In another preferred example, said reduction refers to an expression level of a member of the miR156 family E1 in said plant which is 0-80%, preferably 0-60%, more preferably 0-40% of wild type compared to the expression level E0 of a member of the wild type miR156 family.

In another preferred example, the reduction of the expression or activity of N members of the miR156 gene family in plants is achieved by a method selected from the group consisting of: gene mutation, gene knockout, gene disruption, RNA interference techniques, criprpr techniques, or a combination thereof.

In another preferred example, the reduction of the expression or activity of N members of the miR156 gene family in plants is achieved by a method selected from the group consisting of: gene mutation, gene knockout, gene disruption, RNA interference techniques, gene editing techniques, or a combination thereof.

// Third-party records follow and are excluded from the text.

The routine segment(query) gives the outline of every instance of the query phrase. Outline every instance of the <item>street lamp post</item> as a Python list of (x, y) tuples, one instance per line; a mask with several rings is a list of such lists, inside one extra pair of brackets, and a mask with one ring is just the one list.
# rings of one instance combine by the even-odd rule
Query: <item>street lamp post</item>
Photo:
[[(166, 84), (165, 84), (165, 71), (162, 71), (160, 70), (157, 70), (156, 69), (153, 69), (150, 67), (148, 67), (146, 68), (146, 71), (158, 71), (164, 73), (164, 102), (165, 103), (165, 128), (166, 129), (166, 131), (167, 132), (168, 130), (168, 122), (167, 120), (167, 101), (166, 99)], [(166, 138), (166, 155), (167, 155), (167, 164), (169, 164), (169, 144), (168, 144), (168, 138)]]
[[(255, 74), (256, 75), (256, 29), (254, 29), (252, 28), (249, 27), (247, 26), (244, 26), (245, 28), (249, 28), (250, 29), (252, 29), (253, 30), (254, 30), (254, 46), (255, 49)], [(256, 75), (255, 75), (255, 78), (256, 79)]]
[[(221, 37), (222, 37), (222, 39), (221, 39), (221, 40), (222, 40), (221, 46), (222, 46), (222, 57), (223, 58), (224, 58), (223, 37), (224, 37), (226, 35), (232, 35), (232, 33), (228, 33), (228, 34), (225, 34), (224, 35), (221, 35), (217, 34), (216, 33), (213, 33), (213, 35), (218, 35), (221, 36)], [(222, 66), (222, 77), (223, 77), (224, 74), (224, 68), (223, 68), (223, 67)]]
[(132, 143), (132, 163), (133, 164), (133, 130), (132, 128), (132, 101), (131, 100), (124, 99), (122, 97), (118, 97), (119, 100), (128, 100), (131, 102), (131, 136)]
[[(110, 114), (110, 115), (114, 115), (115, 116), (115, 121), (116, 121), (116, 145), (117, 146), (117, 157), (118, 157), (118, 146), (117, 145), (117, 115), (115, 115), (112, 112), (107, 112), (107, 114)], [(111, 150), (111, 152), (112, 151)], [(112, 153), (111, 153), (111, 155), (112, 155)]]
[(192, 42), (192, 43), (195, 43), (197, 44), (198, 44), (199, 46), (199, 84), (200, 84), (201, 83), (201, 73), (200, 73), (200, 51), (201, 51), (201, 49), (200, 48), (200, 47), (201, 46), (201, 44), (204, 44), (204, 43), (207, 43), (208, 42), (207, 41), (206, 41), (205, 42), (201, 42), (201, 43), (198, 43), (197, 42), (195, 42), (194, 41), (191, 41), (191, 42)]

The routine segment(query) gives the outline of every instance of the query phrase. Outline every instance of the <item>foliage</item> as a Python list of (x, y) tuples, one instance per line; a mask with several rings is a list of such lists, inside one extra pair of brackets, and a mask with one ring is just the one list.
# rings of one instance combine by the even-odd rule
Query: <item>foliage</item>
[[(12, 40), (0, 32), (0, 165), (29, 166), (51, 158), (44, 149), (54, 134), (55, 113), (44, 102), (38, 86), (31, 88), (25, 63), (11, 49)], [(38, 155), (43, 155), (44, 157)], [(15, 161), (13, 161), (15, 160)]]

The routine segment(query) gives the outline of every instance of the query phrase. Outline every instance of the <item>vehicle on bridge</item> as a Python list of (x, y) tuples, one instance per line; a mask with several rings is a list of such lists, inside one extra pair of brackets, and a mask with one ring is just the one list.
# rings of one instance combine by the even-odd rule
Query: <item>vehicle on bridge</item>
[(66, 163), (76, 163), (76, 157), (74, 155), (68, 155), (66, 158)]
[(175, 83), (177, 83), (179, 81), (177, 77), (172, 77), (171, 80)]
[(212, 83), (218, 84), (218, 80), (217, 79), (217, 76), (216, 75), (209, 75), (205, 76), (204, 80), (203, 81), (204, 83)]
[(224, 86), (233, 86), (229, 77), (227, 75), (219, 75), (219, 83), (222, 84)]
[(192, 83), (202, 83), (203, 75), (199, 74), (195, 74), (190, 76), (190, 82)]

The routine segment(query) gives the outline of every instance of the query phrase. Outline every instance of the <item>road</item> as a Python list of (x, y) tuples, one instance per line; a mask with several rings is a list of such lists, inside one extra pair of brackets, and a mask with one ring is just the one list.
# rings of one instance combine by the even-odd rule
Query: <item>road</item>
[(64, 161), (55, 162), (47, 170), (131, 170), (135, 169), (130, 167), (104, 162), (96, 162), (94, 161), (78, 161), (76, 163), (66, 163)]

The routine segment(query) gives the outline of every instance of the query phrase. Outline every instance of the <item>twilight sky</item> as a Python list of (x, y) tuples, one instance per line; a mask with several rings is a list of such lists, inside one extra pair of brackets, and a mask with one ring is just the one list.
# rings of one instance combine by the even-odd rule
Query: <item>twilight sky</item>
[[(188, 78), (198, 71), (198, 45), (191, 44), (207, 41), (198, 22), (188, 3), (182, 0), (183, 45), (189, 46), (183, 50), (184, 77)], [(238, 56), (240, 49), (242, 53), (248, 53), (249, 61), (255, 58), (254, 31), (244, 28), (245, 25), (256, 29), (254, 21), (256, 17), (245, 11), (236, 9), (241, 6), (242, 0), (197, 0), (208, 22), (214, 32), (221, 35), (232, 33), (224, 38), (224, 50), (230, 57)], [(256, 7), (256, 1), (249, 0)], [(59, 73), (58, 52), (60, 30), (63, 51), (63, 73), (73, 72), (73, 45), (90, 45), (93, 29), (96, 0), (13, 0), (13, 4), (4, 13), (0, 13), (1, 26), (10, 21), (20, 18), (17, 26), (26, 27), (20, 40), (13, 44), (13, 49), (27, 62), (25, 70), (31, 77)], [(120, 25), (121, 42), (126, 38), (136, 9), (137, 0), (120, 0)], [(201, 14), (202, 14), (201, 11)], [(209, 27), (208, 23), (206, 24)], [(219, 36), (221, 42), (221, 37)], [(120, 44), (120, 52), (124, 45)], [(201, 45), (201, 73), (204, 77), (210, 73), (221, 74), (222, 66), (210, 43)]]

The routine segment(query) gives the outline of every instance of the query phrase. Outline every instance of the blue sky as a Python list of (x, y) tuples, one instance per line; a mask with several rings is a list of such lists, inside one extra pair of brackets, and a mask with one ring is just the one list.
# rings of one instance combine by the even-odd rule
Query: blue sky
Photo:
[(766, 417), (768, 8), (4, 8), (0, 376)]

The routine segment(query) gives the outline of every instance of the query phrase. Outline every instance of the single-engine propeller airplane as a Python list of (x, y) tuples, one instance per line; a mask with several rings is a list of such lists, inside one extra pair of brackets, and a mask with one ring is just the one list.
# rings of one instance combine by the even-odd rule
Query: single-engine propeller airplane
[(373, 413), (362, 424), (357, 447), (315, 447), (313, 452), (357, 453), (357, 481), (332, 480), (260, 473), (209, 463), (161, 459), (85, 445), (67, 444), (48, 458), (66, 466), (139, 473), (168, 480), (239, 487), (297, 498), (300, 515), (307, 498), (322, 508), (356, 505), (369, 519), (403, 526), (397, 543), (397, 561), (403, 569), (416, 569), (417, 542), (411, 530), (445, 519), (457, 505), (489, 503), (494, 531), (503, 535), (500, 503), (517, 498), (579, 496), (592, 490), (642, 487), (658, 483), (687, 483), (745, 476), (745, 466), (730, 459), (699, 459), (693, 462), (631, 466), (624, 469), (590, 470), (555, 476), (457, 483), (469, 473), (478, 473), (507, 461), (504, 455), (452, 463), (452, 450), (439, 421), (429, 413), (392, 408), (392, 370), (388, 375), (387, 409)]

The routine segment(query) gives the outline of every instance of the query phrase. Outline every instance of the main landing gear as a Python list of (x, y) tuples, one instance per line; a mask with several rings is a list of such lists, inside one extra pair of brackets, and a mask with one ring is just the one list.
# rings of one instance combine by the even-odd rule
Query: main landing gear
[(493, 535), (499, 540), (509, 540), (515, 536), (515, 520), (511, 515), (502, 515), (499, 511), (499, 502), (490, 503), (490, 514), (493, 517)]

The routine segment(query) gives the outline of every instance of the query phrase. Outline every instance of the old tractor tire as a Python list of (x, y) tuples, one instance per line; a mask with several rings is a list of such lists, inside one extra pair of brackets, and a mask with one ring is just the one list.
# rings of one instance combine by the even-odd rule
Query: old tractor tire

In another preferred example, the gene editing technology is selected from CRISPR technology, TALEN technology and ZFN technology.

In another preferred embodiment, said plant having the desired trait is selected from the group consisting of: mir156dehi, mir156deghi, mir156defghi, mir156defgh, mir156defgi, mir156dfgi, mir156efgi, mir156efgh, mir156eghi, mir156efg, mir156fgi, mir156ghi, mir156ei, mir156fg, mir156defij, or a combination thereof.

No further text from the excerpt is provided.